Los problemas del contexto reflejan situaciones de la vida que muestran una necesidad que puede ser cubierta mediante la resolución del problema o la mejora de una situación real (Herrera, 2018; Prado, 2018; Sánchez-Contreras, 2018; Tobón, 2017d), es decir se pretende pasar de una situación dada a una ideal en beneficio del medio y de las personas. El problema del contexto pasa de ser una situación que el estudiante está viviendo a un reto a superar (Herrera, 2018) con un alto significado para él y/o para su comunidad, esta cercanía lo invita a analizar y resolver aquello que sucede empleando el conocimiento adquirido y mediante el trabajo multidisciplinario (Hernández-Mosqueda, J. S., Tobón-Tobón, S. & Guerrero-Rosas, 2016; Sánchez-Contreras, 2018; Tobón, 2017d). El problema de contexto ofrece seguridad al estudiante ya que está trabajando con base en situaciones que él está viviendo y sobre las que puede aportar desde su experiencia y adquisición de saberes dejando de lado la mera obtención del conocimiento sin una aplicación útil, es así que un problema a resolver se convierte en una situación que mejora la vida del estudiante y de su comunidad mediante actuaciones creativas e transformadoras ya que su resolución requiere del pensamiento complejo, es decir, del análisis crítico del problema, del análisis sistémico y de la inventiva del estudiante (Crespo-Cabuto, A., Mortis-Lozoya, S. V., Herrera-Meza, S. R. y Manig-Valenzuela, 2019; Tobón, 2017d). Los problemas de contexto no solo involucran situaciones cotidianas o sencillas, sino que refieren a cualquier condición que pueda resolverse y/o mejorarse y que puede tornarse en una complicada o con vertientes inexploradas, por lo que el estudiante se ve involucrado y hasta comprometido para su resolución con la seguridad de que su entorno mejorará.

Retroalimentación

La rúbrica ofrece la retroalimentación oportuna y precisa con base en los parámetros contenidos en los indicadores y descriptores partiendo de la auto-, co- y heteroevaluación de los productos presentados para la solución del problema contextualizado (Hernández-Mosqueda, J. S., Tobón-Tobón, S. & Guerrero-Rosas, 2016; Herrera, 2018; Tobón, 2017d), será la autoevaluación la inicial y se llevará a cabo para que el estudiante pueda realizar un primer proceso de cambios, incluso antes de ser evaluado por el docente, por tanto, logrará la presentación de un producto que ya ha sido valorado y mejorado por sí mismo, el proceso de autoevaluación es quizás el más provechoso de la evaluación ya que la rúbrica se convierte en una guía puntual que le acompaña en todo momento, es un apoyo que da seguridad sobre el nivel de desempeño que se ha logrado hasta ese momento y sobre aquellos puntos en los que se deberá trabajar con mayor detenimiento dejando de lado la incertidumbre; posteriormente se podrá realizar la coevaluación y heteroevaluación siguiendo el mismo proceso de mejora y presentación del producto.
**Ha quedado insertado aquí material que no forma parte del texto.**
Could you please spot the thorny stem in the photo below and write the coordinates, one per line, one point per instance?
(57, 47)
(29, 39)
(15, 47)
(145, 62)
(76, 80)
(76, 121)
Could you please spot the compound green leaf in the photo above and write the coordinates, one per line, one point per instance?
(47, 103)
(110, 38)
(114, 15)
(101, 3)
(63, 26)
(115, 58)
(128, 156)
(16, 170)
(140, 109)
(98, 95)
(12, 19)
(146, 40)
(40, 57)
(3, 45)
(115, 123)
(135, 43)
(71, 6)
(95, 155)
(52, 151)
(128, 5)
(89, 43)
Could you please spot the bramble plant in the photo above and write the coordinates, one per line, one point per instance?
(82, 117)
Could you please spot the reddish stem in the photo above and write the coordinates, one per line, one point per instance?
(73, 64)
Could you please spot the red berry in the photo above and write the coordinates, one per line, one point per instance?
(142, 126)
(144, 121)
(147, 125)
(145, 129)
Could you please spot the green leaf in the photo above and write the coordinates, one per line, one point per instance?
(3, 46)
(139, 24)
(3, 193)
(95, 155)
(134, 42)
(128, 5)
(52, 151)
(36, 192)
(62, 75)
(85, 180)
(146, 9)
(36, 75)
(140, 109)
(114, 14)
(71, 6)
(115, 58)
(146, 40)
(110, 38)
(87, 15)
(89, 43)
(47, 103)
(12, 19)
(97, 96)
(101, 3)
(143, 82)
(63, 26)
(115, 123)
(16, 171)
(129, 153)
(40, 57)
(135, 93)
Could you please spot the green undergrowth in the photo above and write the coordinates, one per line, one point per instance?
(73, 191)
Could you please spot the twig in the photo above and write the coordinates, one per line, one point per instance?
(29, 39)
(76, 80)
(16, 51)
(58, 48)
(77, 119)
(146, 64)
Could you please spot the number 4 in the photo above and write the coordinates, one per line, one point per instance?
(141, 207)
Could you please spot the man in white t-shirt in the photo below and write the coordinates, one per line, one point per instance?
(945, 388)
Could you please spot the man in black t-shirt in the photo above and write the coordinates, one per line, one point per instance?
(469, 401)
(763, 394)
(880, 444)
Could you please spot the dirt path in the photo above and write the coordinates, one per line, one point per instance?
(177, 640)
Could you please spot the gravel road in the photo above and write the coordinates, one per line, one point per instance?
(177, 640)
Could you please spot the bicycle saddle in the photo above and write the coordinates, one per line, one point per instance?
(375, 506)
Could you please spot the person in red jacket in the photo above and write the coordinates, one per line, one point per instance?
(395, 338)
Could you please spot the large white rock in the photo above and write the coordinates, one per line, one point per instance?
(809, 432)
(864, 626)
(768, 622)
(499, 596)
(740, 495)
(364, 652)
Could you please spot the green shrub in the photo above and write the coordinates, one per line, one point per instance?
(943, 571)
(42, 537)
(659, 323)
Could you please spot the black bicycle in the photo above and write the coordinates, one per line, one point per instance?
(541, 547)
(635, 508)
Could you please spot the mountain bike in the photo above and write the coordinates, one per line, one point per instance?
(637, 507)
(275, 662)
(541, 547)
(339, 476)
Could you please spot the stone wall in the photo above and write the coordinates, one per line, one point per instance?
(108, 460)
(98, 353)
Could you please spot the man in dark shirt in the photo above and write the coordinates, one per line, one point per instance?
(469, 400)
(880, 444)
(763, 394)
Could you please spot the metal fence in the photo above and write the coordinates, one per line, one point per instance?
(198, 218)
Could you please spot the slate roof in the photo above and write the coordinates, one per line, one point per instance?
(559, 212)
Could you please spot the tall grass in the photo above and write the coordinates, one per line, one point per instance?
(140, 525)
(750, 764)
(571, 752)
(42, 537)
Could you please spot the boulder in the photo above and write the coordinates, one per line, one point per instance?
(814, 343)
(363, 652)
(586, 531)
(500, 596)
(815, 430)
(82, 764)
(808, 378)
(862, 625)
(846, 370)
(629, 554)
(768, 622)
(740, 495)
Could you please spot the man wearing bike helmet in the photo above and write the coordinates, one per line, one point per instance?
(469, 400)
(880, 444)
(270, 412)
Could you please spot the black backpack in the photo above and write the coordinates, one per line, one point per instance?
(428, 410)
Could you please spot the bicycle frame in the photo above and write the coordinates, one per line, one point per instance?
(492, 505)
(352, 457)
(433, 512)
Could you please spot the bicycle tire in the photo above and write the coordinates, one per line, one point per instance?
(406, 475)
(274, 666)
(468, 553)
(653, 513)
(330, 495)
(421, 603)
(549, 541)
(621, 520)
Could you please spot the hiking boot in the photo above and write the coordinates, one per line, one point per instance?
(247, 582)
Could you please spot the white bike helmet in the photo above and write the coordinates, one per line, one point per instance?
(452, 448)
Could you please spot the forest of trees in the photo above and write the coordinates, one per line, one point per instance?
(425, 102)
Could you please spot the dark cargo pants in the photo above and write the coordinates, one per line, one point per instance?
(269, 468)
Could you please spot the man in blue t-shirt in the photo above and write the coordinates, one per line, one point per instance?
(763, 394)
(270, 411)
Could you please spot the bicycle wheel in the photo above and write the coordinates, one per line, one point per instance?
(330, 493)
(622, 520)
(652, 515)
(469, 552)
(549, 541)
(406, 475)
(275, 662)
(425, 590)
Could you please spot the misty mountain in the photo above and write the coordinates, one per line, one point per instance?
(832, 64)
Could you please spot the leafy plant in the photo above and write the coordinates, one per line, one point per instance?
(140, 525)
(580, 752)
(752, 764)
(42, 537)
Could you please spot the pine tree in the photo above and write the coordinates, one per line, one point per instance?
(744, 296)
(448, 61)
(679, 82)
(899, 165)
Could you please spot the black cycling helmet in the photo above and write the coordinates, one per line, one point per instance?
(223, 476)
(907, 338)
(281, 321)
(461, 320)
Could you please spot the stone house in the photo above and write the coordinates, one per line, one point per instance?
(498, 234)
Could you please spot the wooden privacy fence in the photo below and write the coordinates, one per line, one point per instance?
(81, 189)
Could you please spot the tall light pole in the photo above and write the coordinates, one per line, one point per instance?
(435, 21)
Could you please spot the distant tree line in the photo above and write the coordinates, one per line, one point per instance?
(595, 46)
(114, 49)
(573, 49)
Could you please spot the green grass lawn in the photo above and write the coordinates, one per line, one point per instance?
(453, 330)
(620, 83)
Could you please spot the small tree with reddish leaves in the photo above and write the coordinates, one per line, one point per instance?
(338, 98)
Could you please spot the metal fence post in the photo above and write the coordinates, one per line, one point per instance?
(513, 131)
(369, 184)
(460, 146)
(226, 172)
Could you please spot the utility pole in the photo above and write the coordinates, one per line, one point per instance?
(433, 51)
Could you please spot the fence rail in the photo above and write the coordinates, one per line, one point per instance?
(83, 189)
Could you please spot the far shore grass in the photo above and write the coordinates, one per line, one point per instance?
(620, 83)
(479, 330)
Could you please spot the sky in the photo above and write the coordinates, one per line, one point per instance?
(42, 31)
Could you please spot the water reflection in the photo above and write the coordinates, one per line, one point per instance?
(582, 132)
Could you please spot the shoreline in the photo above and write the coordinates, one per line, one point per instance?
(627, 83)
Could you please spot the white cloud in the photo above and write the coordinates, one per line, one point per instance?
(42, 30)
Mediante la retroalimentación que surge de cualquiera de las tres evaluaciones realizadas, el estudiante conoce el nivel de desempeño que ha alcanzado, los logros más significativos que ha tenido y recibe sugerencias sobre las áreas de mejora en las que puede centrarse para generar la mejora continua y alcanzar el nivel de desempeño esperado, se trata de una retroalimentación cualitativa que le sirve como guía para llegar a un punto de desarrollo deseable, el estudiante es conducido por la rúbrica en todo el proceso ya que le presenta los retos a vencer y en los que deberá trabajar desde la metacognición, es decir, el estudiante puede reflexionar sobre su desarrollo para centrarse en la evidencia ya presentada considerando sus áreas de mejora (Hernández-Mosqueda, J. S., Tobón-Tobón, S. & Guerrero-Rosas, 2016; Tobón, 2017d) para realizar los ajustes. Aun cuando se logran los niveles de desempeño más altos, siempre hay puntos perfectibles.

Indicadores y descriptores

Los indicadores, tal y como su nombre lo refiere, son aquellos que le muestran al estudiante exactamente qué se evaluará, en ellos no solo se indican los elementos a considerar, se incluyen descripciones de los mismos y ejemplos, todo ello con la intención de que el estudiante tenga total comprensión de aquello que se espera desarrolle y se fomente su autonomía. No existe un momento determinado para su uso, esta se emplea para una constante autoevaluación ya que los indicadores clave empleados apoyan para determinar el nivel de desempeño que el estudiante ha alcanzado, aún con un producto no terminado considerando que cada indicador le refiere a un solo elemento. Para brindar mayor claridad y orden es recomendable incluir entre 4 y 8 indicadores por instrumento, sin que este número sea una regla, sino solo una sugerencia. El número de indicadores será determinado por aquellos componentes que se están evaluando y por el grado de complejidad que dichos componentes representan para el estudiante.

Los indicadores son descripciones de aquellos parámetros que se considerarán al revisar el producto y el proceso no siendo conveniente presentar una rúbrica que valorará dos o más evidencias, ello llevará a la confusión o podría abrumar al estudiante generando el sentimiento de que se tiene una carga de trabajo con la que no podrá cumplir; si fuese necesario evaluar dos o más evidencias, el ideal es generar dos o más rúbricas que sean sencillas y precisas, aún y cuando se apliquen en conjunto.

En cuanto a la redacción de los indicadores, su contenido sirve para auxiliar al estudiante alejándolo de la confusión y fomentando el trabajo autónomo y la autoevaluación, por ello se recomienda que cada indicador refiera a un solo factor y que su descripción no emplee palabras que generen ambigüedad, como lo son los adjetivos o adverbios, entre otras (Herrera, 2018; Tobón, 2017d) ni vocabulario complejo que dificulte la comprensión, por lo que el que diseña la rúbrica deberá considerar la audiencia que hará uso del documento.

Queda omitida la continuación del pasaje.